Gemini for Science isn’t incompatible with specialized tools; to the contrary, agentic systems can be designed to call on such tools when they might be useful. And no agentic system can predict the structure that a protein will fold into without AlphaFold’s help (at least not yet). But the company seems to be shifting its public image—and at least some resources and personnel, such as Jumper—away from specifically developing those kinds of tools. Though it has only been five years since AlphaFold solved the protein-folding problem, both the technology and the discourse have quickly moved beyond that once-revolutionary achievement.
Google has been careful to position this new set of scientific agents as an accelerant for human scientists, rather than a replacement for them—the choice of the name AI Co-Scientist as opposed to AI Scientist, for instance, appears quite deliberate. Hassabis uses that same human-centric framing when he talks about changes in the landscape of scientific AI. “For the next decade or so, we should think about AI as this amazing tool to help scientists,” Hassabis said in an interview published in the Daedalus issue. “Beyond that timeframe, it is hard to say with any certainty, but perhaps these systems will become more like collaborators.”

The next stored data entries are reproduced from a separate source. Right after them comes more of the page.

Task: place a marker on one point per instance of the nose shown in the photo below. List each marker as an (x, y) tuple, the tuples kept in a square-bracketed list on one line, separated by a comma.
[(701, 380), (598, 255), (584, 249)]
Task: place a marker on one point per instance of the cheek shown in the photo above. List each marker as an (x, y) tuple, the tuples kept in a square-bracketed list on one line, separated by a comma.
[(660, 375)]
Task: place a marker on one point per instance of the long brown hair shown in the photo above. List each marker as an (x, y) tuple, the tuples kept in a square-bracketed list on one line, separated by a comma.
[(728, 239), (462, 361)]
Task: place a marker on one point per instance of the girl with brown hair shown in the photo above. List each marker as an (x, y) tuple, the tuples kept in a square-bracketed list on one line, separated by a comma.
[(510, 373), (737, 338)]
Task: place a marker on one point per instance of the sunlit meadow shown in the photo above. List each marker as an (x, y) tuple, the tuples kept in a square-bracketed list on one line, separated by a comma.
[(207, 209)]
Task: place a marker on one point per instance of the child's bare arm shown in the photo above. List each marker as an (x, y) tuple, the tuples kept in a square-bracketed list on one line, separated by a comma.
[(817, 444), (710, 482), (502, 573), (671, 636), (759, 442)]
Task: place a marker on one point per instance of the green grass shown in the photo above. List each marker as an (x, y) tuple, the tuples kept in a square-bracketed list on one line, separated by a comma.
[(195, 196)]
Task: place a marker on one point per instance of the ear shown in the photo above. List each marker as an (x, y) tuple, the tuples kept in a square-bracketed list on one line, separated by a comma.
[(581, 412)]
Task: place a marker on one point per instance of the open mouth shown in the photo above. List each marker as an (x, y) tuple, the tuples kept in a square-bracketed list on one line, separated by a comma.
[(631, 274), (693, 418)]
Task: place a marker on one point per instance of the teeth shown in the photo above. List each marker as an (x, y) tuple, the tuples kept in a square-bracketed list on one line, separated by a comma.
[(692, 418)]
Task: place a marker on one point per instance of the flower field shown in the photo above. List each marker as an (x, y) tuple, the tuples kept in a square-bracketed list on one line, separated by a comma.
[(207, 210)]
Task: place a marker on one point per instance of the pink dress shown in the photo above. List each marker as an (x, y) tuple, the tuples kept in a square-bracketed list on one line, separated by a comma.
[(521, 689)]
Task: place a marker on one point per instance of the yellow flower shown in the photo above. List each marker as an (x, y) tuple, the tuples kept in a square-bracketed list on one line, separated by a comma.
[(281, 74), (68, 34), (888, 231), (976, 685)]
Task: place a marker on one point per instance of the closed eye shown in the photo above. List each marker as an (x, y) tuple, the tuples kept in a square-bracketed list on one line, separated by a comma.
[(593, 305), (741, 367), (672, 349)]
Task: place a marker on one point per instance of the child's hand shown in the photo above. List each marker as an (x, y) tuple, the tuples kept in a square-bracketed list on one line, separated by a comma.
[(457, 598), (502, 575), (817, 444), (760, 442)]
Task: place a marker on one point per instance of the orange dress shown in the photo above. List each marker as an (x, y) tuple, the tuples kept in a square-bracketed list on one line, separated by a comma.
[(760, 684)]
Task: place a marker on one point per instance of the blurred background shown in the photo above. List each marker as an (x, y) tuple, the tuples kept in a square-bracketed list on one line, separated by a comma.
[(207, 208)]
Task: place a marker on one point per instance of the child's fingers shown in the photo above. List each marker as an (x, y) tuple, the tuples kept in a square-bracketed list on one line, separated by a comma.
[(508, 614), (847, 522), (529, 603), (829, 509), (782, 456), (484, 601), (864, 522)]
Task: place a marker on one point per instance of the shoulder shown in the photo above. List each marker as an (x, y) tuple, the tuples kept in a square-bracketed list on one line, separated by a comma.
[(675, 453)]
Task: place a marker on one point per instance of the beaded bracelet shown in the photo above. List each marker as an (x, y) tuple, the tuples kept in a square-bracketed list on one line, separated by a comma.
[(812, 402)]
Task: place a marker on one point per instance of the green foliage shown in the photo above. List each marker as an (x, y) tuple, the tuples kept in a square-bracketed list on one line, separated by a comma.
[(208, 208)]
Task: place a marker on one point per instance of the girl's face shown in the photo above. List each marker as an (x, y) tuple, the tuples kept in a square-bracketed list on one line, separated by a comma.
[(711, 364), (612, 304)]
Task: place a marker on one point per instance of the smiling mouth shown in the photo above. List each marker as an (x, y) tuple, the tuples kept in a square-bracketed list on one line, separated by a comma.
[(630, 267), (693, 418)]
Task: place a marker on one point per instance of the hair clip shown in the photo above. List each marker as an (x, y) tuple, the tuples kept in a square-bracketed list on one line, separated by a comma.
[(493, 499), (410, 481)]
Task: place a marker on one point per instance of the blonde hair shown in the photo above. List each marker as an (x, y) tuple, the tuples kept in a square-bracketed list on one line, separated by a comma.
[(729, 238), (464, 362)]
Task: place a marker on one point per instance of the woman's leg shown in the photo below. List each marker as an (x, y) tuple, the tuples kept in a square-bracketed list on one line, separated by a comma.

But no one can be an effective scientific collaborator without also being a skilled scientist in their own right. And if Hassabis is anywhere near the mark when he talks about the “foothills of the singularity,” then AI scientists could eventually exceed the capabilities of their human counterparts.
In a discussion with the journalist Mike Allen at I/O, Hassabis spoke of how he was initially inspired to pursue AI when he observed how progress in physics had stagnated since the 1970s; he wondered whether the human mind had reached its limits in that domain, and if AI could help to overcome that barrier. Superhuman agentic scientists would certainly fit that bill. We might not ever get anywhere near there, but Google seems to be aiming itself toward that summit.